After suffering an accident that left him with a life-threatening head injury, Joshua Novak realized something had to change. Having spent years as a solo artist in Denver, this unforeseen moment became the genesis of OKO TYGRA.
“I thought we needed to approach this seriously from the beginning and I didn’t want to make the same mistakes again,” said Novak. “There would be no OKO TYGRA without the collapse of what came before it.”
He went on to explain that the band is deeply inspired by the dreamy new wave and goth acts of the ’80s. “What we do isn’t burlesque. We aren’t a cover band,” he said. “We always say that we’ve picked up where the ’80s left off.”
Within its first year, the band (which includes Neil Robertson, Jeremiah Mora and Noah Simons) played the CMJ festival in New York and released their acclaimed first 7-inch.
OKO TYGRA then continued with memorable performances at SXSW, Red Rocks and Daytrotter.
They opened sold-out shows for bands like Purity Ring, The Fixx and The Horrors. But one of the group’s most key moments came when they reached out to noted indie producer, Jorge Elbrecht (Sky Ferreira, Wild Nothing, Tamaryn, Ariel Pink) to record their “Sealegs” 7-inch.
This symbiotic relationship with Elbrecht continues with his production and mixing of the OKO TYGRA debut full-length, Assistoma.
The ten tracks on Assistoma distort Novak’s early lyrical distress and candor resulting in a deeper connection to the parts left unexplained. The sonically dense songs are a study on the almost fetishistic joys of being alone, while being filtered through the blissed-out perspective of a queer protagonist. “I was in a place in life where I felt a bit lost,” he said. “This was amplified by the ending of a toxic romantic situation I was in at the time. I didn’t feel like exploring the typical themes of love and loss. I wanted to see what it meant to be alone. But what I felt didn’t have a name, so I made up ‘assistoma’ to describe it. I think I wanted people to sort of scratch their heads a little. We all know what it’s like to be alone and how it feels to be overjoyed, but I wanted to write something that put those two feelings in the same room together and make it feel like a love song, even though it’s not.”
Despite, or perhaps because of, these feelings of ‘assistoma,’ Novak touches on family as a source of inspiration for the band. “Like a lot of people, we all have complicated relationships with our families, particularly our fathers. In our band there has been death of parents, intense political and religious disagreements, abandonment etc. So, when writing about them, we wanted to focus more on the feeling and not the straight-up biography. We wanted people to wonder, is it about God or fathers? About romantic love or parental love? Is it about silence or integrity?”

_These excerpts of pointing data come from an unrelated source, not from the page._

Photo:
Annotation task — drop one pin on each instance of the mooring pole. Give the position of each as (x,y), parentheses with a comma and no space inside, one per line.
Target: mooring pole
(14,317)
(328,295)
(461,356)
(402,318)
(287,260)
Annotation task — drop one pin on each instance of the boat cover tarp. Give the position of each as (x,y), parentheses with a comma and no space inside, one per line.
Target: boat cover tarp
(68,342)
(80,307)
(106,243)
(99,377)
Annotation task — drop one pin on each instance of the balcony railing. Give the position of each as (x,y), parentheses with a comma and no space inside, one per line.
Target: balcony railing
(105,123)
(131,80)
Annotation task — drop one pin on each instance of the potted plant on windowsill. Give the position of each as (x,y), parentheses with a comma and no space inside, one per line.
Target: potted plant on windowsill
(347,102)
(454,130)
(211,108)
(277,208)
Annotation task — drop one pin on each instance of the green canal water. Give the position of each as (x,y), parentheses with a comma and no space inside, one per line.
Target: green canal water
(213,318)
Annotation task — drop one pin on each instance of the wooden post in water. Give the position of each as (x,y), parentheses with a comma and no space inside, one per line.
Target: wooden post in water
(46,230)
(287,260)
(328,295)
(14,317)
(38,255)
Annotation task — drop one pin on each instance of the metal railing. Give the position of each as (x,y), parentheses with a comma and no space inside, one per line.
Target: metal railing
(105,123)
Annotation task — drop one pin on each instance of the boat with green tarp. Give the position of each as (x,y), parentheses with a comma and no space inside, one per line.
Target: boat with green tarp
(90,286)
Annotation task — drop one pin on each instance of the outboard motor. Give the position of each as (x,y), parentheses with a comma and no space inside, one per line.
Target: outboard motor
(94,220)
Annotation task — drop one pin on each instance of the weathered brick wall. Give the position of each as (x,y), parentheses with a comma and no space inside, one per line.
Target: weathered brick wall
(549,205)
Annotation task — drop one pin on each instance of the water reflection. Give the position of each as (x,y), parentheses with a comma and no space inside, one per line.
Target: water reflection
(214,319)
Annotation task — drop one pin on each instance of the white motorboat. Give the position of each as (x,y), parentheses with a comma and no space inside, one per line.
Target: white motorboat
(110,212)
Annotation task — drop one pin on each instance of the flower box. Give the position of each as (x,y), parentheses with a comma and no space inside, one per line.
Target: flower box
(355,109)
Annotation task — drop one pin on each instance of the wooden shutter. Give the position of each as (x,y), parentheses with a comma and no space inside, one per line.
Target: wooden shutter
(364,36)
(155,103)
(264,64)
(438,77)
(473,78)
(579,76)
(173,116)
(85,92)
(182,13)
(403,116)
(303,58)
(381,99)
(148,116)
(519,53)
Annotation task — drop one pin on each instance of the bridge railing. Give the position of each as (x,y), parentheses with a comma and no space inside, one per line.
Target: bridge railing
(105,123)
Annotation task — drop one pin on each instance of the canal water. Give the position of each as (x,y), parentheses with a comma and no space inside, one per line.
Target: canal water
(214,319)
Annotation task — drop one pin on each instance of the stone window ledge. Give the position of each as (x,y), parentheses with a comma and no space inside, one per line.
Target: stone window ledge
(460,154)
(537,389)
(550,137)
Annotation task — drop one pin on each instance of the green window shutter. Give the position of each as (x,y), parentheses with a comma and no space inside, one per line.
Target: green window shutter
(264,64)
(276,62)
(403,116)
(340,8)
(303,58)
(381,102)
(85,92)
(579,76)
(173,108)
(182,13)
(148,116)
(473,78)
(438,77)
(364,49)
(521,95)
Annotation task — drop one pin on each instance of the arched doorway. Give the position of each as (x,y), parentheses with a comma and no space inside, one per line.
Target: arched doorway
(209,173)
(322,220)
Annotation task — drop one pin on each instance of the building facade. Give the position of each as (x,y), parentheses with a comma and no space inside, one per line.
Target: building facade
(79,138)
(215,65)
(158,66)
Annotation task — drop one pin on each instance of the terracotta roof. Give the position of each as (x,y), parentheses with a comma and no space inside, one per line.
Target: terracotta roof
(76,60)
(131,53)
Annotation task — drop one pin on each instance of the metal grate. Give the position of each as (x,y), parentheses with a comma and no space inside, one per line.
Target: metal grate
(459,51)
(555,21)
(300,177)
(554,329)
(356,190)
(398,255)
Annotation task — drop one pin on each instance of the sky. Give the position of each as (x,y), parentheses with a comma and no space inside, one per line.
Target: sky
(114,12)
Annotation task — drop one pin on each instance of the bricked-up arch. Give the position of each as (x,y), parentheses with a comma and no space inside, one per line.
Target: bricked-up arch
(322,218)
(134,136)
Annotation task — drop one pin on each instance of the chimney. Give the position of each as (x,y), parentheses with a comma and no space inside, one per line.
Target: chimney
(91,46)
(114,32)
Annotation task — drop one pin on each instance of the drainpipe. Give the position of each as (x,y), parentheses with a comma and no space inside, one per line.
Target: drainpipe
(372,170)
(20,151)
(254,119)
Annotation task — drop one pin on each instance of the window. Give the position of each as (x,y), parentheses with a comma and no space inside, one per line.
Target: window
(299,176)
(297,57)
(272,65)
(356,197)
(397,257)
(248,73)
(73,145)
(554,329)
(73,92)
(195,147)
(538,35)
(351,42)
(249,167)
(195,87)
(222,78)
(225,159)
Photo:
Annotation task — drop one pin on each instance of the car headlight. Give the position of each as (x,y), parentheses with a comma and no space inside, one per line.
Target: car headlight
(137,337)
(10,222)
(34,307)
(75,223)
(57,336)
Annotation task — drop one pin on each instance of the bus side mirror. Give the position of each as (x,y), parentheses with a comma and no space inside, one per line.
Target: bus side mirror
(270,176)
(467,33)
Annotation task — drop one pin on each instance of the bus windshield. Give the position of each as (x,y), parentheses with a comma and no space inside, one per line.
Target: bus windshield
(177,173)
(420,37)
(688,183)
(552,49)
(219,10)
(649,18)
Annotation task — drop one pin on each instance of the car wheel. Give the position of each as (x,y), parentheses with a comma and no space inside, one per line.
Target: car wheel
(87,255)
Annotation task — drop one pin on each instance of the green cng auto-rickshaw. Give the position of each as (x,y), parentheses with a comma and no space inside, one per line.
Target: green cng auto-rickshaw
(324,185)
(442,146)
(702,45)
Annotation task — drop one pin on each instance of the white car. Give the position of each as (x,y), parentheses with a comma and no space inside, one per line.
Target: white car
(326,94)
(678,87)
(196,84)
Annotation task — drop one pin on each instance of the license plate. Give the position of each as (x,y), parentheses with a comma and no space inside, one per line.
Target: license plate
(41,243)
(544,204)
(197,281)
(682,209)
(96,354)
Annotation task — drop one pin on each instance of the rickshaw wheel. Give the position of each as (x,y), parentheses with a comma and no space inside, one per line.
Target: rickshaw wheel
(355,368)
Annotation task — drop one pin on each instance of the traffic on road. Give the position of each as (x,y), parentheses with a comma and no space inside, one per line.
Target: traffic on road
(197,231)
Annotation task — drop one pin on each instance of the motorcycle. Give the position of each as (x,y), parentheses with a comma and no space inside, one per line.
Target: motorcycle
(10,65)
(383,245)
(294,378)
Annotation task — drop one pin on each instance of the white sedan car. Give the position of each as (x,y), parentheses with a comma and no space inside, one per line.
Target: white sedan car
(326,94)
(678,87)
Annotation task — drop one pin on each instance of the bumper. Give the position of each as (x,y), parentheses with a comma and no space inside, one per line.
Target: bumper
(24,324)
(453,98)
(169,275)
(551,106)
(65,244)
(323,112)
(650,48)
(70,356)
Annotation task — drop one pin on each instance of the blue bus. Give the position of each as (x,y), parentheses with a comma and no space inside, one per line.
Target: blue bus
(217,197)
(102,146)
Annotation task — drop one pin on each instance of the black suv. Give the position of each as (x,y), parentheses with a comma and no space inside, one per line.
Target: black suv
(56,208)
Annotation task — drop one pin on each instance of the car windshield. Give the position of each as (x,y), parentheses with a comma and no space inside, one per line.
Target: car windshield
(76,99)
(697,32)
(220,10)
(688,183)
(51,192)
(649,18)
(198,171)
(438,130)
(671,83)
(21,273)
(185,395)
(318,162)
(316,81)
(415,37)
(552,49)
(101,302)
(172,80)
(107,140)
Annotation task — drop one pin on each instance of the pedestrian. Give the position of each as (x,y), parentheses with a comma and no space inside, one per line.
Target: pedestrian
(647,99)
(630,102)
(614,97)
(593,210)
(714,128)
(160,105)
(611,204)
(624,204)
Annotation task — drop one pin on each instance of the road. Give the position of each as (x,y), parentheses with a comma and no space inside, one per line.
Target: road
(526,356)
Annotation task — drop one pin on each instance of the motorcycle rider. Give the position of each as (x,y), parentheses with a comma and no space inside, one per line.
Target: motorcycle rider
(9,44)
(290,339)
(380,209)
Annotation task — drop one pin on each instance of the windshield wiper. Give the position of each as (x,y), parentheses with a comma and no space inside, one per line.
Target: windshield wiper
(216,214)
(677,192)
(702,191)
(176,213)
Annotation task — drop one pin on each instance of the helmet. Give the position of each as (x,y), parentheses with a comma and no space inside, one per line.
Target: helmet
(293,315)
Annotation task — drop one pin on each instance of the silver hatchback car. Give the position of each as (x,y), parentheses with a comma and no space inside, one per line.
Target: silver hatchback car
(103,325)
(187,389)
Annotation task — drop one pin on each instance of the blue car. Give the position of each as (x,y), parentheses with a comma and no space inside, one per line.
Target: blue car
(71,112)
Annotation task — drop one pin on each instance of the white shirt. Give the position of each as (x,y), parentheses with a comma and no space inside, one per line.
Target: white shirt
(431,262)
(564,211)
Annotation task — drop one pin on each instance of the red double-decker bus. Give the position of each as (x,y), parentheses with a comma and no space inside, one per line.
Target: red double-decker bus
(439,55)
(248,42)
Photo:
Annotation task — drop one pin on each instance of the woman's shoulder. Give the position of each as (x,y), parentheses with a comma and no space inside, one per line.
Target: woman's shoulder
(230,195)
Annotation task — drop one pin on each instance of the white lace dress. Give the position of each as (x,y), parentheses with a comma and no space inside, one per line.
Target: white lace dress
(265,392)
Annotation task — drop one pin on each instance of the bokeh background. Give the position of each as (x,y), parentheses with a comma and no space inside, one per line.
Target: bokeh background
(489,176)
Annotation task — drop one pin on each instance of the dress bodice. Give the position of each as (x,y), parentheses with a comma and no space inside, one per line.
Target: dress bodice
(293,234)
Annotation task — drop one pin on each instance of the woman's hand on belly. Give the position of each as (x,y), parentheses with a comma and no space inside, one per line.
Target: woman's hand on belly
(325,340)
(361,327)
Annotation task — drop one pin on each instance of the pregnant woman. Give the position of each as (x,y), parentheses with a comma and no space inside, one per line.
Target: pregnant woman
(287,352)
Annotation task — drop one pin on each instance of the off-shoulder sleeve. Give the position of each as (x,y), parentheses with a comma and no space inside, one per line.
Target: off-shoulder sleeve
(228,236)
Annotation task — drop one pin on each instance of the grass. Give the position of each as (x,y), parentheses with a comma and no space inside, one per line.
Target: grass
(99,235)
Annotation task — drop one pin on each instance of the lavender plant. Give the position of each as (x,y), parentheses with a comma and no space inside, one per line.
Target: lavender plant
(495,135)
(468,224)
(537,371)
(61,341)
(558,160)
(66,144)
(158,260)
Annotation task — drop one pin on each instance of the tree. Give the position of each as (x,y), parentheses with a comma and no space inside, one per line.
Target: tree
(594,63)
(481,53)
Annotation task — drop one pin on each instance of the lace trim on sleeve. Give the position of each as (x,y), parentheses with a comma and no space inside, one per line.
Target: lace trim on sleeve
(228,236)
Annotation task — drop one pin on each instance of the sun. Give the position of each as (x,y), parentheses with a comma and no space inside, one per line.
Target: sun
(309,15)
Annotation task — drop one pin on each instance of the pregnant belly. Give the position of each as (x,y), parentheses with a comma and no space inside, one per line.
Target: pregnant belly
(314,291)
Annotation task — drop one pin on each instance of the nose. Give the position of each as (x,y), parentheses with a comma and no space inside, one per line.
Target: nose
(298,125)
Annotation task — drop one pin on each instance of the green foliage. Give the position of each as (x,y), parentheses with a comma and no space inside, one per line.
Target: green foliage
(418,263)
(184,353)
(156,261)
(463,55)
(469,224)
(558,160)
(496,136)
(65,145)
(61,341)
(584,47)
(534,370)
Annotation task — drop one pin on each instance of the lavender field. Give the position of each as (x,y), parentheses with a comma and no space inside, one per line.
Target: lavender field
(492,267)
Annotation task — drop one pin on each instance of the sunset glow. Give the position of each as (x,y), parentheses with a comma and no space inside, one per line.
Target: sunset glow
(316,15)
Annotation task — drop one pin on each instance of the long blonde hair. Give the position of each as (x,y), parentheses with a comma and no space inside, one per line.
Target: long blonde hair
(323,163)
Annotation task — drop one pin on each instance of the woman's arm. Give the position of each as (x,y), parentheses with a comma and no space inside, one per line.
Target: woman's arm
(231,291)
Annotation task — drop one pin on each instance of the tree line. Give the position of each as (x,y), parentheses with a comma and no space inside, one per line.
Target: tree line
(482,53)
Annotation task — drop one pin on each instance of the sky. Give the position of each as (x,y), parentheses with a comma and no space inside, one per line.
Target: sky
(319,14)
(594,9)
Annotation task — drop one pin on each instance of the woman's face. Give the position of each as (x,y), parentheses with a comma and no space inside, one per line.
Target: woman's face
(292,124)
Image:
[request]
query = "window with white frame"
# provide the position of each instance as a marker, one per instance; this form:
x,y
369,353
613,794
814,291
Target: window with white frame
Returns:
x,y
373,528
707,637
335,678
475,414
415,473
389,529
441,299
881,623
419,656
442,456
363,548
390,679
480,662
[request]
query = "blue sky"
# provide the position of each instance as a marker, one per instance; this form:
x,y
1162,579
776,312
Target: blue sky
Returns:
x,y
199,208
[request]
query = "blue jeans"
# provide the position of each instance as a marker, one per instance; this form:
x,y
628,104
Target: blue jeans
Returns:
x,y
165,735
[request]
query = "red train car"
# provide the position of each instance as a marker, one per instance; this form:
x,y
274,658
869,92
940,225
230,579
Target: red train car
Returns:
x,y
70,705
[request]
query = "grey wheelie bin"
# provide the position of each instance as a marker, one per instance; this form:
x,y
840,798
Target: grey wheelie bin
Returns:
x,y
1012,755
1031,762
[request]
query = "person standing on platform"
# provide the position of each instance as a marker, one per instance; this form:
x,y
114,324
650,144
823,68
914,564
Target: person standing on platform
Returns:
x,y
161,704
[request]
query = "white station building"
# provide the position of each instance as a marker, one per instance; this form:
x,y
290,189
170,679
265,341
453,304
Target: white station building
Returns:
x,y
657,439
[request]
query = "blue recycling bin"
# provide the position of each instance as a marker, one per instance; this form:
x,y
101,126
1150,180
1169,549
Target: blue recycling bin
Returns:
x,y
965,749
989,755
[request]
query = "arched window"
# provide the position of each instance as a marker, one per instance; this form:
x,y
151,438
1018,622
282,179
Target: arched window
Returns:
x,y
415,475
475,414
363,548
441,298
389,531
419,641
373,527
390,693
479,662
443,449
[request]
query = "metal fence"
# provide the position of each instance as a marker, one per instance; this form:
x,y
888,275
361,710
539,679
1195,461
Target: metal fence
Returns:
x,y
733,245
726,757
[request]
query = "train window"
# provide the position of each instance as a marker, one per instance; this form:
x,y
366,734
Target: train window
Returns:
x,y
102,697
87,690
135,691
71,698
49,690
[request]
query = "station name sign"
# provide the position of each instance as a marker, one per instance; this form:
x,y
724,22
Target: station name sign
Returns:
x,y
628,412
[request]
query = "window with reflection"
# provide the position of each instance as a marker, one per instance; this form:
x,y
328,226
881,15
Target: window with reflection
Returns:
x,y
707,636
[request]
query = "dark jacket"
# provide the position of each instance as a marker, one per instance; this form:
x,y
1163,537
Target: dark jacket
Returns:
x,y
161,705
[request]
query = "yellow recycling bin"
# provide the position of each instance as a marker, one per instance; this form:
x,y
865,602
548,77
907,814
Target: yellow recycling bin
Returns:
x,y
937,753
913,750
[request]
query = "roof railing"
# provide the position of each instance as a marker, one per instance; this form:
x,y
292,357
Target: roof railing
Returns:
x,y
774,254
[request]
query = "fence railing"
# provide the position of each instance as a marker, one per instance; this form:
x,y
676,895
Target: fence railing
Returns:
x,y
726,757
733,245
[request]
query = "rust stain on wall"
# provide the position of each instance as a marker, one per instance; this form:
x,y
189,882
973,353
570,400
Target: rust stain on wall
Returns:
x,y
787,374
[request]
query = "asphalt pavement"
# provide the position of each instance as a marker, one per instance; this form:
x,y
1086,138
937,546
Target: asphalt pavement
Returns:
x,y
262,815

OKO TYGRA also delves into bigger themes like faith, war, obsession — creating moods around these ideas that are a bit more surreal or abstract. “We are intrigued about the open-endedness of these bigger questions and wanted to capture a little bit of that by not focusing too intently on the answers, which no one has,” Novack said. “Our music brings these things into focus and puts us in control of the outcome. It’s as if we look forward to the future by acknowledging the past.”